Find a short piece of found copyright free footage from video sites such as archive.org ( https://archive.org/ ) or use your own footage as the basis of a short rotoscoped animation. The duration of your sequence is up to you. Choose a rotoscoping technique you would like to try such as: using a projector, drawing by observing footage frame by frame, tracing paper over a screen, printing out frames and drawing on them or digitally drawing directly on each frame using computer software. Work fast and loose and be playful – see how far you can depart from the source footage and where the process can lead you.
I have been doing a lot of work on rotoscoping methods for other OCA modules.

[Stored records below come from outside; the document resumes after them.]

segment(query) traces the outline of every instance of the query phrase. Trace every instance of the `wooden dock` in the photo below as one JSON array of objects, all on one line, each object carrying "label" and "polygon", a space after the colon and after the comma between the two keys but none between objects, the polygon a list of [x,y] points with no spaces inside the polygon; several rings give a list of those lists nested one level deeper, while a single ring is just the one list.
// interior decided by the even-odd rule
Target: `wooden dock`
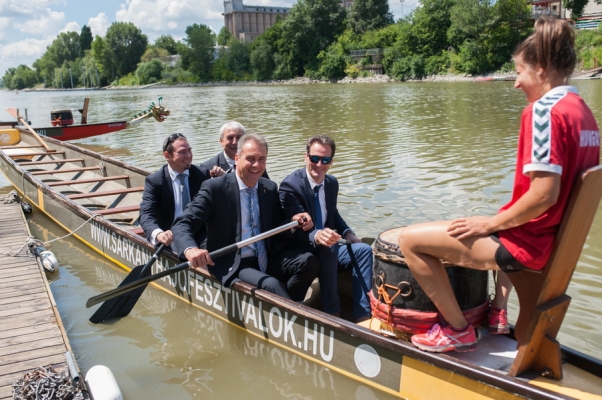
[{"label": "wooden dock", "polygon": [[[16,251],[28,236],[21,206],[0,203],[0,249]],[[35,258],[0,254],[0,399],[12,399],[12,384],[37,367],[67,371],[67,351],[43,269]]]}]

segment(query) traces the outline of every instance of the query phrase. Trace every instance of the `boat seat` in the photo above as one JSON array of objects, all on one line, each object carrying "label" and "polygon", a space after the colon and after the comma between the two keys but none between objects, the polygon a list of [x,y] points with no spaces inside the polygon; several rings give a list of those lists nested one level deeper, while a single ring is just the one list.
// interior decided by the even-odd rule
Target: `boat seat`
[{"label": "boat seat", "polygon": [[14,150],[14,149],[43,149],[44,146],[42,146],[41,144],[37,144],[37,145],[27,145],[27,146],[19,146],[19,145],[13,145],[13,146],[0,146],[2,148],[2,150]]},{"label": "boat seat", "polygon": [[69,168],[69,169],[46,169],[43,171],[35,171],[32,172],[31,170],[29,170],[28,172],[30,172],[32,175],[45,175],[45,174],[67,174],[70,172],[84,172],[84,171],[97,171],[97,170],[101,170],[102,167],[97,165],[95,167],[81,167],[81,168]]},{"label": "boat seat", "polygon": [[136,186],[136,187],[132,187],[132,188],[119,189],[119,190],[107,190],[104,192],[71,194],[71,195],[68,195],[67,197],[69,197],[71,200],[78,200],[78,199],[87,199],[90,197],[114,196],[114,195],[119,195],[119,194],[124,194],[124,193],[135,193],[135,192],[142,192],[142,191],[144,191],[144,186]]},{"label": "boat seat", "polygon": [[130,177],[128,175],[101,176],[98,178],[76,179],[73,181],[52,182],[52,183],[48,183],[48,186],[80,185],[80,184],[84,184],[84,183],[116,181],[116,180],[121,180],[121,179],[124,179],[129,182]]},{"label": "boat seat", "polygon": [[94,210],[95,214],[98,215],[112,215],[112,214],[122,214],[127,212],[139,211],[140,205],[135,206],[126,206],[126,207],[116,207],[116,208],[105,208],[102,210]]},{"label": "boat seat", "polygon": [[40,152],[31,152],[31,153],[7,153],[7,155],[11,158],[17,158],[17,157],[46,157],[46,156],[56,156],[56,155],[65,155],[64,151],[53,151],[50,153],[40,153]]},{"label": "boat seat", "polygon": [[45,165],[45,164],[65,164],[65,163],[81,163],[82,165],[86,165],[84,163],[83,158],[63,158],[59,160],[46,160],[46,161],[19,161],[19,165]]},{"label": "boat seat", "polygon": [[514,335],[518,354],[510,376],[534,370],[562,379],[560,344],[556,335],[569,307],[569,282],[581,255],[602,197],[602,166],[583,172],[569,199],[556,235],[554,250],[541,273],[508,274],[518,296],[520,313]]}]

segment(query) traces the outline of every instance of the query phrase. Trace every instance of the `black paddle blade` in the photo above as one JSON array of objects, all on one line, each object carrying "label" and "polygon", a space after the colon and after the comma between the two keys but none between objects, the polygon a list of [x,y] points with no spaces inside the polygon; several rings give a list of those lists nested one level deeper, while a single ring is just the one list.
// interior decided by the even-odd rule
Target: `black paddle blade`
[{"label": "black paddle blade", "polygon": [[[154,264],[159,254],[163,252],[165,249],[165,245],[162,244],[155,254],[151,257],[150,260],[145,265],[138,265],[133,270],[130,271],[128,276],[119,284],[118,287],[127,285],[129,283],[135,282],[139,279],[146,278],[150,276],[152,270],[151,265]],[[131,292],[127,292],[122,294],[121,296],[109,299],[103,303],[102,306],[96,310],[96,312],[90,317],[90,322],[93,324],[98,324],[100,322],[104,322],[108,319],[113,318],[123,318],[127,316],[132,308],[136,305],[136,302],[144,293],[144,289],[146,289],[146,285],[141,286]]]},{"label": "black paddle blade", "polygon": [[[151,269],[147,268],[146,271],[143,271],[144,267],[145,265],[139,265],[134,268],[119,286],[127,285],[128,283],[149,276],[151,274]],[[146,289],[146,286],[139,287],[122,296],[105,301],[90,317],[90,322],[98,324],[109,319],[127,316],[136,305],[140,296],[142,296],[142,293],[144,293],[144,289]]]}]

- Frame by frame digital rotoscoping in TV Paint for Visual Research
- After effects and non-digital rotoscoping for Visual Communications Advanced Practice.
This is a very time-consuming process and also problematic for my RSI – even if animating on 8-10 frames per second – without access to professional software like Mocca Pro.
For this project I explored some some options indicated from a Linked In learning course on Rotoscoping that produce a similar stylised effect, but are less time-consuming and more RSI-friendly than frame by frame methods.
For source footage I chose a short clip of a skateboarder I had made of a skateboarder on Jesus Green, Cambridge.
Creation Effects are customisable After Effects Template files created by Noel Powell (https://creationeffects.com/index.html). These can be used to stylise footage in much more natural ways, using complex combinations of AE filters and expressions to produce some very organic-looking effects.
Footage is imported into these files, normally at 10FPS, and each of the template effect layers can be animated and adjusted to produce a wide range of effects, including different papers. Other AE effects can also be added and stacked in different ways for full customisation. I am only just beginning to explore all the different options.